TORONTO, ONTARIO--(Marketwired - March 17, 2014) - The glaring extent of developmental services underfunding in Ontario was further exposed this week, as a community living agency openly admitted that, without new funding from the province, it cannot afford to meet legal obligations set out by the Pay Equity Commission.
The agency, which is funded by the Ministry of Community and Social Services, received an order from the commission's Review Services that requires it to pay both union and non-union employees' adjustments and back pay covering the years 2010 to 2013. Among the workers affected by the decision are those who provide direct support and assistance to people with developmental disabilities.
In an open letter to employees, the agency's director wrote, "An order does not change the fact that we can't make the Pay Equity adjustments within existing funding. [The ministry says] we can't reduce services to make these adjustments.

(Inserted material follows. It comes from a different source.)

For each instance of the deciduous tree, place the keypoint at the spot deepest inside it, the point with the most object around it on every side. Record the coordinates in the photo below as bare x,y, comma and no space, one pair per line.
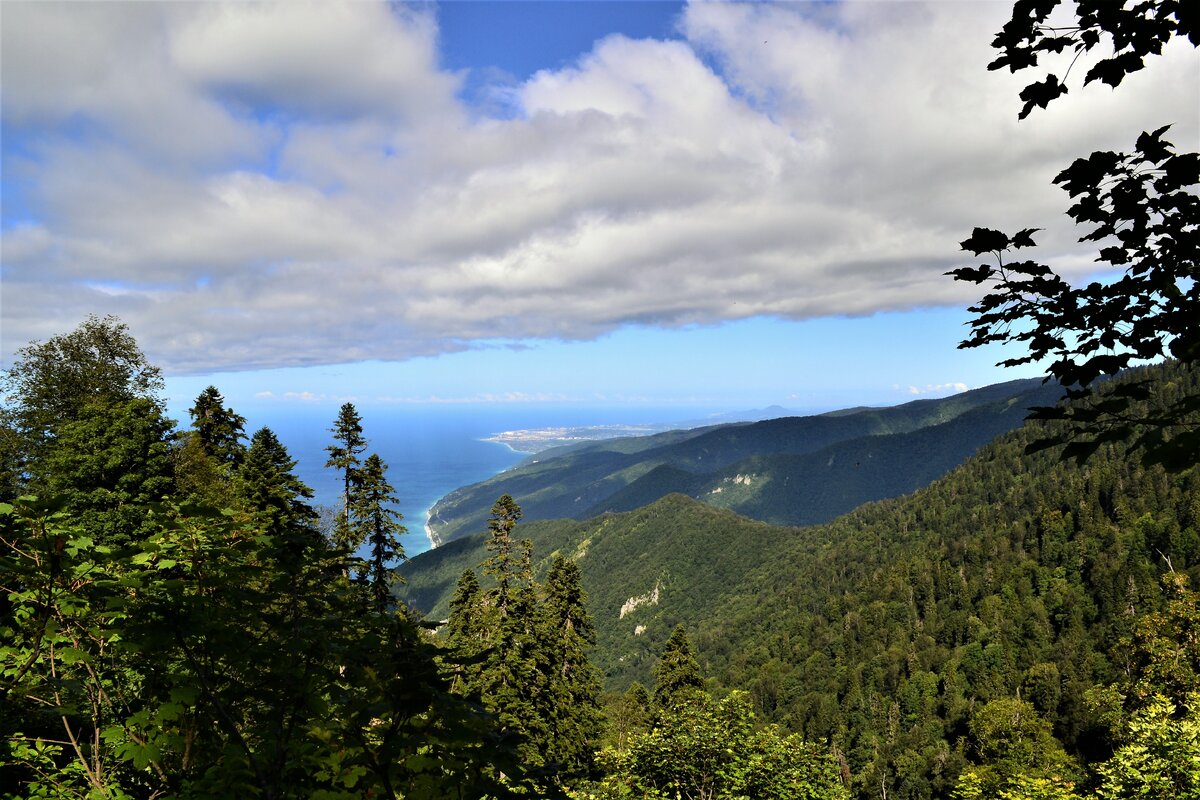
1144,214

It is also our opinion that we can't reduce staffing complement to make these adjustments - even if we agreed with that option."
A spokesperson for the Canadian Union of Public Employees, which represents developmental support workers at the agency, was more direct in her criticism:
"The government has created a crisis in Ontario's developmental services, brought about by years of underfunding," said Joanne Smithers, a CUPE representative on the Developmental Service Workers Coordinating Committee.
"The latest letter from this employer is evidence that unions and employers in the sector are saying much the same and both are in pointing to chronic government underfunding.
"This sector has suffered several straight years of reductions to services, understaffing and cutbacks to programs, to the point where there are 23,000 individuals on waitlists for assistance.
"Now we have an employer telling workers and government, 'We can't meet our legal obligation to redress gender discrimination among low-paid, female workers.'
"The majority of workers in our field are women; this is not an isolated problem. How can the government be allowed to balance its budget on the basis of gender discrimination and cuts to services for people with developmental disabilities?"
The pay equity adjustment is only the latest example of a provision that cannot be met within existing funding to the sector.
There are 12,000 individuals on the waitlist for residential supports, said Smithers. Eliminating the wait list will cost up to an estimated $1.2 billion a year. By contrast, last year's developmental services budget increase was a small fraction of that amount.
Smithers concluded: "In the upcoming provincial budget, the government has the opportunity to address the critical situation in developmental services by providing funding that is sufficient to services and supports that meet the real needs of people with intellectual disabilities and their families.
"We are calling on the government to invest funding for real solutions in the budget."
Notes for editors
Wage adjustments are required under pay equity act passed in Ontario in 1987, which closes the wage gaps that result from systemic gender discrimination in salaries.
The agency in question made the required pay equity adjustments until 2009. But in 2010, after the provincial government froze base budgets increases for Community Living agencies, the agency made no further pay equity adjustments. In 2011, CUPE requested that the Pay Equity Commission assist the resolution of outstanding issues of pay equity adjustments.
The salary range for direct support workers at the agency in question ranges from $12.29 to $20.76 per hour.